The information provides a more accurate picture of the region’s homeless population than the annual, federally required point-in-time survey conducted by the Maine State Housing Authority, which happens one night a year in late January, MaineHousing spokesperson Scott Thistle said.
“That number that they come up with from that night becomes the basis for the vast majority of the federal funding we get to respond to homelessness in Maine,” Thistle said. “I think everyone agrees it’s not a very valid data point.”
In addition to gathering data, Weatherbee organizes weekly meetings for service providers to review the growing list of people experiencing homelessness. The team evaluates each person’s needs and develops a plan to connect them with the right resources, she said.
Service providers can follow up with people on the list when resources, such as a bed in a shelter or mental health treatment, become available, said Boyd Kronholm, executive director of the Bangor Area Homeless Shelter.
Weatherbee has previously held a handful of positions helping unsheltered people and connecting them with housing, both in the Bangor area and southern Maine.
Though she misses her days of seeking out people in encampments to evaluate what they need and how to help, Weatherbee believes that experience has led her to her current position.
“I wouldn’t say this was the job I dreamt of as a child, but this has been the direction my career has gone and it makes complete sense for me to be here and I couldn’t be happier,” she said. “It’s exciting to be part of this change and it’s fulfilling in different ways.”
Kronholm, who has worked with Weatherbee in her previous roles, said her boots-on-the-ground experience gives her a unique understanding of the people who need help as she captains Built For Zero locally.
“It’s a role she’s inventing since it hasn’t existed before,” he said. “The experiences she brings from working with people face-to-face serve her well in this new role.”
When she’s not compiling information, Weatherbee is in constant contact with shelters, providers of mental health resources and other agencies in Penobscot and Piscataquis counties aiming to better coordinate services for people experiencing homelessness. Weatherbee said this is a far cry from before, when there was “no communication and a lot of duplication of resources” among service providers.
Despite the progress she’s seeing, Weatherbee’s job is mostly invisible to the public, so she understands and shares their frustration when it feels like nothing is being done to help Bangor’s most vulnerable population.
“I know if I wasn’t doing this work, I’d feel frustrated and have questions, too,” she said. “It took us a long time to get us into this situation, and it’s going to take us time to get out of it, but this coordinated system change is what’s going to get us to a long-term solution.”
It’s also important to remember that, while Built For Zero is a proven strategy to address homelessness, it is not a crisis response measure, Thistle said.
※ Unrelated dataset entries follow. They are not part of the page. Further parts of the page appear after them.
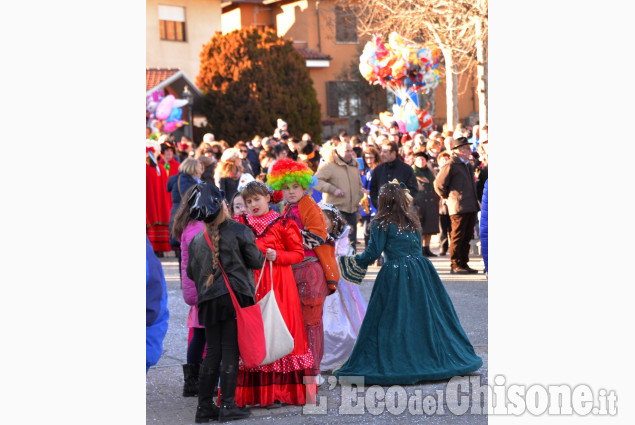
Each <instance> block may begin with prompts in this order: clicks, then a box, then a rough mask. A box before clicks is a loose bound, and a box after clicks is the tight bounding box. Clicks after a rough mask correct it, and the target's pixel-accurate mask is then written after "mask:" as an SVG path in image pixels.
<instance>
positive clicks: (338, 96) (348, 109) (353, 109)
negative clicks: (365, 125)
mask: <svg viewBox="0 0 635 425" xmlns="http://www.w3.org/2000/svg"><path fill="white" fill-rule="evenodd" d="M326 90H327V99H326V103H327V109H328V110H327V114H328V116H330V117H350V116H359V115H361V98H360V95H359V82H357V81H328V82H327V83H326Z"/></svg>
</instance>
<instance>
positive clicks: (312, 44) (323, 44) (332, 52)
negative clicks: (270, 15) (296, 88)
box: [272, 0, 360, 118]
mask: <svg viewBox="0 0 635 425" xmlns="http://www.w3.org/2000/svg"><path fill="white" fill-rule="evenodd" d="M315 3H316V2H315V0H300V1H291V2H288V3H285V4H283V5H282V6H281V7H279V6H278V7H276V8H275V9H274V10H273V13H274V15H275V23H276V28H277V30H278V35H279V36H280V37H284V38H291V39H293V40H294V42H296V43H298V44H301V45H305V46H306V47H308V48H309V49H312V50H315V51H319V50H320V49H319V46H318V19H317V9H316V7H315ZM272 6H275V5H272ZM319 14H320V40H319V41H320V43H319V44H320V45H321V51H322V53H325V54H327V55H330V56H331V57H332V58H333V59H332V60H331V61H330V66H329V67H328V68H309V75H310V76H311V79H312V80H313V86H314V87H315V91H316V92H317V99H318V102H319V103H320V112H321V115H322V118H326V117H327V114H326V109H327V108H326V82H327V81H335V80H337V79H338V75H339V74H340V73H341V72H342V71H343V70H344V69H345V68H347V67H349V66H350V62H351V61H352V60H354V59H358V58H359V55H358V54H357V49H358V48H359V47H360V43H337V42H336V41H335V12H334V4H333V2H331V1H321V2H320V6H319Z"/></svg>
Its mission is to create a response plan so people can connect with the right resources and not slip through the cracks when they become homeless. But that takes time.
“When an encampment needs to be dismantled, Jen’s job isn’t to go out and find a place for those people to live,” Thistle said. “Her job is to create a behind-the-scenes network for all those resources to be connected. She has an enormously important job to do, and she has done a great job so far.”
It can be frustrating for Weatherbee to not see immediate results from her work, but gathering data and connecting resources form the foundation needed to make sweeping, long-lasting change.
In time, Weatherbee believes Bangor can achieve that “functional zero” level of homelessness.
“I think it’ll take time and we’re just at the beginning, but I absolutely think it’s achievable,” she said. “We have something special here in Bangor. I know we have a large number of people experiencing homelessness, but we also have a lot of organizations that are in this fight.”